佐木隆三「小説 大逆事件」を読む。別冊文藝春秋2000年春号と夏号に掲載されたものを大幅加筆して2001年に単行本化されたものの2004年文春文庫で読む。これは2018年にBOで108円で購入した6年積読本。今になってようやく読む気になれた。
明治43年(1910)の「大逆事件」は小学生でも名前は知ってるけど、日本近現代史の闇の中の闇。読むのには相当に覚悟がいる。
佐木隆三(1937-2015)はオウム事件の100人の被告たちの公判を傍聴し続けるうちに「大逆事件と似てるな」と感じ始め、資料を集め、この事件について執筆を開始。
自分、「大逆事件=幸徳秋水」という中学日本史レベルの知識だけしかない状態で読み始めた。まったく結末を知らない「無」の状態。
この本は「小説」ということなので、前半は明科製材所の宮下太吉と屋代町の新村忠雄の爆裂弾の製造とテストをめぐる会話、幸徳秋水と菅野スガの自由恋愛や千駄ヶ谷の自宅に集う人々のやりとりが断片的に続く。たぶん、ほとんどの読者が「?」ってなる。
しかし、本の後半では逮捕された人々の供述調書と予審の記録が列挙される。ここを読むに至って、ようやく事件の全貌がなんとなく見えてくる。なんとなくだが。
幸徳秋水とその他25名。なんと24人に一審非公開の大審院で死刑判決(その後に12名を無期徒刑に減刑)。
実際に爆裂弾の製造とテストをしてた宮下太吉と新村忠雄は有罪なのはゆるがないが、ちょっと言動が過激だったにすぎない菅野スガと古河力作の死刑判決も重すぎる。具体的な計画立案もしてない。こんなの実行できると思えない。
ましてや幸徳秋水はリーダー各でもなんでもない。弁護人に充てた手紙を読めば至極まっとうな意見を述べている。
世間にはほとんど詳しい情報が明かされなかったこの事件に、新聞の校正係でしかなかった石川啄木が高い関心。
啄木が平出修弁護士に聴いた話だと、「自分が裁判長なら宮下、新村忠雄、菅野、古河は死刑、幸徳秋水と大石誠之助医師は無期、内山愚童は不敬罪で懲役5年ぐらいが相当で、あとは無罪」という意見だったらしい。

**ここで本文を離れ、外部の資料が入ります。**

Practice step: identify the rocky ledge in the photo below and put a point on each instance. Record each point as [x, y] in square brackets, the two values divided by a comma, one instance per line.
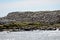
[44, 20]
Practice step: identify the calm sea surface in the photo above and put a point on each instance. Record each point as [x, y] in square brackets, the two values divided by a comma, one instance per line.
[30, 35]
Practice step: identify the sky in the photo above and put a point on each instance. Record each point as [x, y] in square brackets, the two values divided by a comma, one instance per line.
[7, 6]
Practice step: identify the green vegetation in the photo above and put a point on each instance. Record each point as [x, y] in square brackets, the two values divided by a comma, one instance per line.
[29, 25]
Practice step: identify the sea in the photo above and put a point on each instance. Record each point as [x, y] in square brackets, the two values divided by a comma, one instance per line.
[31, 35]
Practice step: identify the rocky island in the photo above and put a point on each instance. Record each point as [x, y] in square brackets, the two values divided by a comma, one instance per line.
[42, 20]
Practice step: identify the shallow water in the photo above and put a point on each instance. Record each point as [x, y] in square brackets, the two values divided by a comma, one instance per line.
[30, 35]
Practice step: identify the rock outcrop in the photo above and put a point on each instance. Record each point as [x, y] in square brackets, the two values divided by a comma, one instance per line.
[40, 16]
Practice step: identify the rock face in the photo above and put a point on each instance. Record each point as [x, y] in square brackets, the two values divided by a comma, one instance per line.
[40, 16]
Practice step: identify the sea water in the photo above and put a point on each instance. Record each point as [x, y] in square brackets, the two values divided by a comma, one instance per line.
[30, 35]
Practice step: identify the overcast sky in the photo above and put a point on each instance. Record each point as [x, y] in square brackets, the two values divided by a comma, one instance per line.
[7, 6]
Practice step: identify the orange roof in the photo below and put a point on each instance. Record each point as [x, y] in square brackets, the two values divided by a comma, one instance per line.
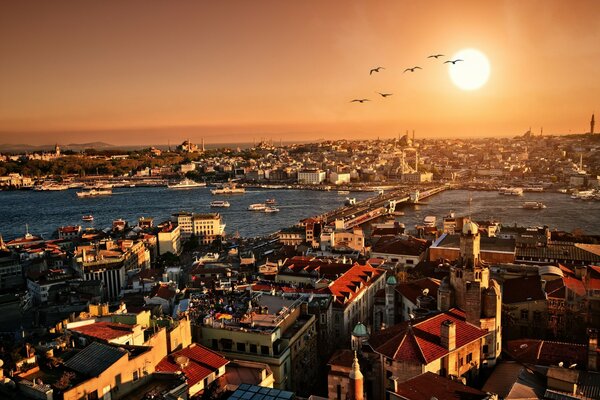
[104, 330]
[352, 282]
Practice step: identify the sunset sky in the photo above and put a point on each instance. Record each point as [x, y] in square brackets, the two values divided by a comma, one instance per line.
[149, 72]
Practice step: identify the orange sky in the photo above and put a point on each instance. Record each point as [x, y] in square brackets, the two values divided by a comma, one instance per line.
[142, 72]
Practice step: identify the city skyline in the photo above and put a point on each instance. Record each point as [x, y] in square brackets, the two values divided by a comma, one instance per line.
[138, 73]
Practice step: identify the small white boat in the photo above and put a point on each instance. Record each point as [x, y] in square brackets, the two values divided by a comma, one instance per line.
[187, 184]
[219, 203]
[534, 205]
[257, 207]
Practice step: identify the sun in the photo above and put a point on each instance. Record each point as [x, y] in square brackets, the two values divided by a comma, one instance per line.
[472, 72]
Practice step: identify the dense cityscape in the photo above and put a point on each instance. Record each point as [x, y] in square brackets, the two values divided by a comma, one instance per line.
[347, 303]
[299, 200]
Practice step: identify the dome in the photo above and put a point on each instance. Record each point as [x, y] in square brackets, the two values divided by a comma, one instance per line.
[470, 228]
[360, 330]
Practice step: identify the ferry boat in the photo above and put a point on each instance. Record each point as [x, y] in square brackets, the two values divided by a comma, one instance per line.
[219, 203]
[257, 207]
[228, 189]
[94, 193]
[187, 184]
[429, 220]
[534, 205]
[511, 191]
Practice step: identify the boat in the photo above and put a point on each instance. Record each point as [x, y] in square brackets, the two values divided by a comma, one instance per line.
[94, 193]
[257, 207]
[511, 191]
[228, 189]
[187, 184]
[534, 205]
[219, 203]
[429, 220]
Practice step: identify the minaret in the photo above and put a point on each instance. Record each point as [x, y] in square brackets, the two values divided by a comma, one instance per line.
[356, 381]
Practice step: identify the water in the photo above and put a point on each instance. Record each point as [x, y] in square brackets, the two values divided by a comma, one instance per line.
[46, 211]
[562, 212]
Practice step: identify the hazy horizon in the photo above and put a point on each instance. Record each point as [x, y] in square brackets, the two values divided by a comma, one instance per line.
[138, 72]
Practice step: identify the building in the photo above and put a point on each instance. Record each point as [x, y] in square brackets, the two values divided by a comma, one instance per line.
[208, 227]
[339, 178]
[266, 329]
[200, 365]
[169, 239]
[311, 176]
[109, 261]
[470, 288]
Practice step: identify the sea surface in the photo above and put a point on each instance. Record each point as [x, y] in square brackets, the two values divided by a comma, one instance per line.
[43, 212]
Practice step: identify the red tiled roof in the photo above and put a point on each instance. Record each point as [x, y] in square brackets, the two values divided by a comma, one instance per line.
[163, 291]
[346, 287]
[429, 385]
[104, 330]
[414, 289]
[575, 285]
[421, 343]
[202, 362]
[522, 289]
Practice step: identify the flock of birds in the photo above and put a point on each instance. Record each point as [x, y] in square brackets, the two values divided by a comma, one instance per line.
[411, 69]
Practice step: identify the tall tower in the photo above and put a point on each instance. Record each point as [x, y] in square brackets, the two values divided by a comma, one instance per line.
[356, 381]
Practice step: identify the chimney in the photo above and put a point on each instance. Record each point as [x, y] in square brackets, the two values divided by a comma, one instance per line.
[592, 350]
[448, 334]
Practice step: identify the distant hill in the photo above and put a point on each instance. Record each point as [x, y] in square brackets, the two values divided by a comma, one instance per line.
[23, 148]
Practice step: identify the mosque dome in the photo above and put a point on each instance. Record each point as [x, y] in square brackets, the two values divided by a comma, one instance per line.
[470, 228]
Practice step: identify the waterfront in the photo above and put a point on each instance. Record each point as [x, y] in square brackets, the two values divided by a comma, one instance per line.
[43, 212]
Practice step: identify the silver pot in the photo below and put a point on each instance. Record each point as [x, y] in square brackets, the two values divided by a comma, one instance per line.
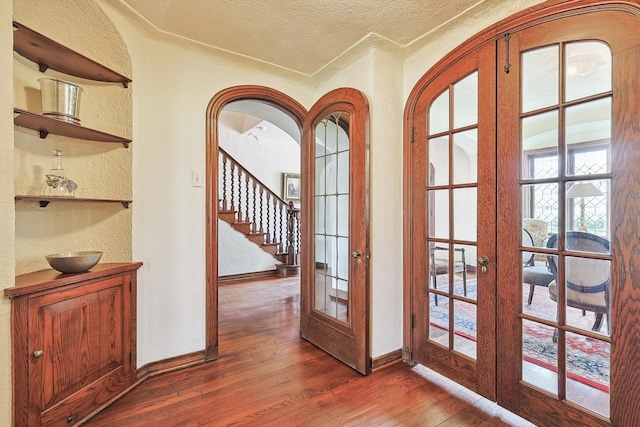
[60, 99]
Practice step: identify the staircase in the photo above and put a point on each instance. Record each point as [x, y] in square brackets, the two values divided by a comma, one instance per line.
[252, 209]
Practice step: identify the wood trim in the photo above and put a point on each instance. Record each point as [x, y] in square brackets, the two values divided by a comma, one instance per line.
[622, 402]
[385, 360]
[249, 92]
[235, 278]
[348, 342]
[171, 364]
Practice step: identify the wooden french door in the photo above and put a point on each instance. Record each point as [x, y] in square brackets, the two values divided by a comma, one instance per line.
[453, 226]
[334, 277]
[569, 133]
[558, 149]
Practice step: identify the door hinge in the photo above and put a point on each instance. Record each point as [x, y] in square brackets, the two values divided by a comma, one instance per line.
[507, 65]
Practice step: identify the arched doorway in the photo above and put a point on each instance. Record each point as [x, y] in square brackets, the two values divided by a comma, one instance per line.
[254, 93]
[514, 122]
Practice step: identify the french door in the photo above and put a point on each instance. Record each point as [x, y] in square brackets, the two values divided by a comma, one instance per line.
[566, 100]
[557, 149]
[334, 277]
[454, 225]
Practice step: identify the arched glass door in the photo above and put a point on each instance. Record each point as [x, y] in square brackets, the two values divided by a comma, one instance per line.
[565, 155]
[562, 121]
[335, 299]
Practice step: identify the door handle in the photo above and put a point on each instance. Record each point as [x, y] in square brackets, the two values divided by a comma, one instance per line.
[483, 261]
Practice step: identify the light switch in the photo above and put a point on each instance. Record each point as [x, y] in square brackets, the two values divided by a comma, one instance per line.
[196, 179]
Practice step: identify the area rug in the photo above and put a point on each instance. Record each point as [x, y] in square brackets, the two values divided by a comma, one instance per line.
[588, 360]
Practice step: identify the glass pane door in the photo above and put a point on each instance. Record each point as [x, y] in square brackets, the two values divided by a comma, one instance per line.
[332, 217]
[564, 186]
[452, 219]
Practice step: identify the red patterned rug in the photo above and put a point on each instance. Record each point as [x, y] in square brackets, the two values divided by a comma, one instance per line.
[588, 360]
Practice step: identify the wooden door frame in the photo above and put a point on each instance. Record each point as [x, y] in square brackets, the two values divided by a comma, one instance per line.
[274, 98]
[337, 338]
[623, 267]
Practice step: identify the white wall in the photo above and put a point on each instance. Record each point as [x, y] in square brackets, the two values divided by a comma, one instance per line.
[100, 170]
[7, 205]
[173, 85]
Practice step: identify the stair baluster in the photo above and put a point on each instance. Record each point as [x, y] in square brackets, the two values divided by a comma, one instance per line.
[261, 210]
[268, 235]
[255, 207]
[281, 236]
[239, 169]
[233, 193]
[224, 182]
[246, 210]
[260, 213]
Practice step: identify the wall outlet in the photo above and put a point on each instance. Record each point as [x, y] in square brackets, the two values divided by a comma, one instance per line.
[196, 179]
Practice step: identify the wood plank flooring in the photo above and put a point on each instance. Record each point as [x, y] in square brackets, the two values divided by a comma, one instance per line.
[267, 375]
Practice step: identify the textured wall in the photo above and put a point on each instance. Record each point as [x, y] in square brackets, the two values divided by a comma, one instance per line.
[7, 265]
[100, 170]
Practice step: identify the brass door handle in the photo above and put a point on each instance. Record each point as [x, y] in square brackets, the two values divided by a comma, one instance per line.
[483, 261]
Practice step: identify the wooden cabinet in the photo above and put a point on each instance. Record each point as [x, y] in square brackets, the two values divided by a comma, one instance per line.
[74, 342]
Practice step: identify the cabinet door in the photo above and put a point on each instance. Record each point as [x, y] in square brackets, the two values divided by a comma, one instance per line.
[79, 344]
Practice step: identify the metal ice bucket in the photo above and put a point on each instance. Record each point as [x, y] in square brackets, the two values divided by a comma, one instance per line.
[60, 99]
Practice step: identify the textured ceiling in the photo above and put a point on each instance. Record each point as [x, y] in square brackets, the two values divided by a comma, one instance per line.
[300, 35]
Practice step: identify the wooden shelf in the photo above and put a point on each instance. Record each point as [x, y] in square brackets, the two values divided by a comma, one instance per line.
[48, 53]
[46, 125]
[44, 201]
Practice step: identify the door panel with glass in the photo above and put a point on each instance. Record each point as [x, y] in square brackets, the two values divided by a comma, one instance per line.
[335, 303]
[453, 227]
[565, 298]
[558, 99]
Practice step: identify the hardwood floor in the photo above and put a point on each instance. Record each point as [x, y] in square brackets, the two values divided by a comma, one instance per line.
[267, 375]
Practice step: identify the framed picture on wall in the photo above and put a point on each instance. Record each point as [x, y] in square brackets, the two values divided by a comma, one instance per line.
[291, 187]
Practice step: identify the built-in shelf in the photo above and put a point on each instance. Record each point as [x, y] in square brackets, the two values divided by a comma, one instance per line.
[44, 201]
[46, 125]
[48, 53]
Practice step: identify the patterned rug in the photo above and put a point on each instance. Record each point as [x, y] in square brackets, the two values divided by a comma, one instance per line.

幸徳に爆裂弾の製法を教えたとされる奥宮健之はまさかそんなことだけで死刑になるとは思ってもいなかっただろう。
爆裂弾のブリキ缶を作っただけで事件に連座してしまった新田融の懲役11年、薬研を借りてきただけの新村善兵衛の懲役8年も重すぎる。このふたりはほぼ巻き込まれ事故のようなもの。痛恨。
社会主義や無政府主義を吹聴するけしからん危険なやつだから死刑!という方針に従って行動した検事と予審判事の罪は重い。それにスピード結審すぎる。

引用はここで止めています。